Von 175 Vereinen nahmen lediglich 81 am Kreissporttag teil. „Das ist eine etwas schlechtere Quote als noch vor zwei Jahren – und diese Zahl ist schon enttäuschend“, erklärte KSB-Referent Ralf Klemm.

Die Geehrten (von links) Wolfgang Zierke, Ekhard Wenzel, Wolfgang Schuppan, Axel Cramm und Peter Heinemann. Quelle: Isabell Massel

Goldene Ehrennadel für Landrat Franz Einhaus

Eine besondere Auszeichnung wurde Landrat Franz Einhaus auf dem 45. Peiner Kreissporttag zuteil – er erhielt vom Landessportbund-Vorsitzenden Dr. Wolf-Rüdiger Umbach die Goldene Nadel. „Es ist eine Ehrung, die es in Niedersachsen noch nicht so oft gegeben hat“, erklärte Umbach. Grund für selbige sei das herausragende Engagement von Einhaus gewesen. „Denn der Pakt des Sports zwischen dem Landkreis und dem KSB war nicht nur der erste Vertrag dieser Art in Niedersachsen, sondern Franz Einhaus und der Kreistag haben damit auch die gesellschaftliche Stellung des Sports anerkannt.“ Zudem habe dieser Kontrakt die Autonomie des KSB gestärkt.

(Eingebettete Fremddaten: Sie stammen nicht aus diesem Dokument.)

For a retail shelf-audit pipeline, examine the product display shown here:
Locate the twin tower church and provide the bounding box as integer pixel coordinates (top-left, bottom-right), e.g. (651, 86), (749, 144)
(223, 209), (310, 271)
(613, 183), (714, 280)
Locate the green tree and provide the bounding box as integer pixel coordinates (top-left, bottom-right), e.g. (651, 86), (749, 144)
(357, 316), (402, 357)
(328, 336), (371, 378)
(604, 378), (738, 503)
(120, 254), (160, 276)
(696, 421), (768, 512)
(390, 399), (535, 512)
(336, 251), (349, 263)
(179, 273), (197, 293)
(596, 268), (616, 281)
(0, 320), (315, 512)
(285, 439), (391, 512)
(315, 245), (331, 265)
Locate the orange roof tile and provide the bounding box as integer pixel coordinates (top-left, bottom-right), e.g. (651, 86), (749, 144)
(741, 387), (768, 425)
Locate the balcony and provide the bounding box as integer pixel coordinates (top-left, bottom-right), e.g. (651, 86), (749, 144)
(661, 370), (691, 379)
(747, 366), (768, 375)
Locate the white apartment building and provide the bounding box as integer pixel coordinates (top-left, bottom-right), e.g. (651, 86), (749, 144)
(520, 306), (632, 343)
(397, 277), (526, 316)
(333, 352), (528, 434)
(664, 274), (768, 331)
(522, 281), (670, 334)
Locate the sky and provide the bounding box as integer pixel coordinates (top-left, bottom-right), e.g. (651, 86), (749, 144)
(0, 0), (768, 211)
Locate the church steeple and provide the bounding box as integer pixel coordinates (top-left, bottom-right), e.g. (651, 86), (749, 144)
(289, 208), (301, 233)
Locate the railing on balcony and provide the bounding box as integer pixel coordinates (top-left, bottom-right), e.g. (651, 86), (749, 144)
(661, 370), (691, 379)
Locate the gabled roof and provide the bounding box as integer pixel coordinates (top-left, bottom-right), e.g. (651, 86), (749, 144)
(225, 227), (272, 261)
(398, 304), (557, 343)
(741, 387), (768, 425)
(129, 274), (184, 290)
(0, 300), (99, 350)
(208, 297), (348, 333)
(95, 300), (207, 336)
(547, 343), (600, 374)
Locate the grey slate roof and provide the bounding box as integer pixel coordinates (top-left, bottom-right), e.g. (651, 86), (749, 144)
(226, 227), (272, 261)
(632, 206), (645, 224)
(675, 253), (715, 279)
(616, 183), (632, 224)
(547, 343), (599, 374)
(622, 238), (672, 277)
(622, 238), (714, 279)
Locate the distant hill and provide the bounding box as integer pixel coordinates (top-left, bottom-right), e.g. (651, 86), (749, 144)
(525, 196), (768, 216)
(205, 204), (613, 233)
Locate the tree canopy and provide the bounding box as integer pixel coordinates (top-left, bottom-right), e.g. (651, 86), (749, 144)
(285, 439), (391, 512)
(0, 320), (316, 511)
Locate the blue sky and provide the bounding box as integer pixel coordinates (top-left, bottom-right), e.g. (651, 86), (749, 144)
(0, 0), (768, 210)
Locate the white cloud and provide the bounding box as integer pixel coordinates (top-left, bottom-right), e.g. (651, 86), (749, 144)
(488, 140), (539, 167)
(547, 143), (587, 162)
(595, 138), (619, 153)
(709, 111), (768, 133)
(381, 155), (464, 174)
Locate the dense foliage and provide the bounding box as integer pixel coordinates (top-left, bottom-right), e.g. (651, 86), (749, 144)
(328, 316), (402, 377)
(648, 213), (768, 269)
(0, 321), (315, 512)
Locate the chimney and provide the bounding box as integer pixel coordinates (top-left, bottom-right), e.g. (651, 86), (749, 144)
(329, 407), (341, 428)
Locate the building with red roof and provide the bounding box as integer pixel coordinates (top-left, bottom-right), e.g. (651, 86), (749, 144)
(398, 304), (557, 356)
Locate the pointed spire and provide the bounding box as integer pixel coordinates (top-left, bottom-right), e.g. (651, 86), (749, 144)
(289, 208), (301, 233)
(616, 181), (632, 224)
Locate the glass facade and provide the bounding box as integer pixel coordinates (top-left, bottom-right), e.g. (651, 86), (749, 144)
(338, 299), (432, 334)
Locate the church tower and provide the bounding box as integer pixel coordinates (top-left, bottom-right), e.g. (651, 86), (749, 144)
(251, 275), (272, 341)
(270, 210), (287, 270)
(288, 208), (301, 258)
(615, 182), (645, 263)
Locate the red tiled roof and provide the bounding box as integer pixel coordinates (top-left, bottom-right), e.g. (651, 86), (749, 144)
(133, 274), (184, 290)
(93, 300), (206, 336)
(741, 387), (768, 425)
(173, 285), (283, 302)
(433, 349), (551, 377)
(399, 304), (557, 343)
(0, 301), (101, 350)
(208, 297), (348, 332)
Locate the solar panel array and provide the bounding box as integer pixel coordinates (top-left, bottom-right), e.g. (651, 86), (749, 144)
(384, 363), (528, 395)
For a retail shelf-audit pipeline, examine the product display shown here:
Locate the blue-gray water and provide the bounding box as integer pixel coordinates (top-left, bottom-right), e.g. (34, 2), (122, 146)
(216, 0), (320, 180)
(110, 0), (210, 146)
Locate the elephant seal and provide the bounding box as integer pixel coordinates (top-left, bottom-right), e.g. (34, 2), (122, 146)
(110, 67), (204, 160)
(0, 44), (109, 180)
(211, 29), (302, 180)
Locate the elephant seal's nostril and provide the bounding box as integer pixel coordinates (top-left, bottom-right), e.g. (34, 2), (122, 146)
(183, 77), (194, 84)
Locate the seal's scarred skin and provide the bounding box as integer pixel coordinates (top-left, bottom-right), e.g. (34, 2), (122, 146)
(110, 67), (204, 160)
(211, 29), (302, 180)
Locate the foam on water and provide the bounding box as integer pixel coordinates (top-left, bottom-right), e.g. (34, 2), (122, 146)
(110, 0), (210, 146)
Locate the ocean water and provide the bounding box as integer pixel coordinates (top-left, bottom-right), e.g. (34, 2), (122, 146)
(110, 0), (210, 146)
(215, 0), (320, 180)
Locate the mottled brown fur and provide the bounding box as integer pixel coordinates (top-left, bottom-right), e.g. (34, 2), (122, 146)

Der Gelobte selbst hatte nicht mit einer solchen Ordensverleihung gerechnet. „Normalerweise erhält man vorher ja immer einen kleinen Tipp, aber das ist eine echte Überraschung“, freute sich Einhaus. „Und als ich die Worte von Herrn Umbach gehört habe, war ich selbst erstaunt, was wir alles schon zusammen auf den Weg gebracht haben – ich hoffe, dass wir auch künftig den Anforderungen weiterhin gerecht werden.“

Weitere Ehrungen

Silberne Ehrennadel: Axel Cramm (SV Lengede), Wolfgang Schuppan (TSV Meerdorf), Ekhard Wenzel, Wolfgang Zierke (VfL Woltorf), Peter Heinemann (TB Bortfeld).

Bronzene Ehrennadel: Roland Bork (Karate 76 Peine).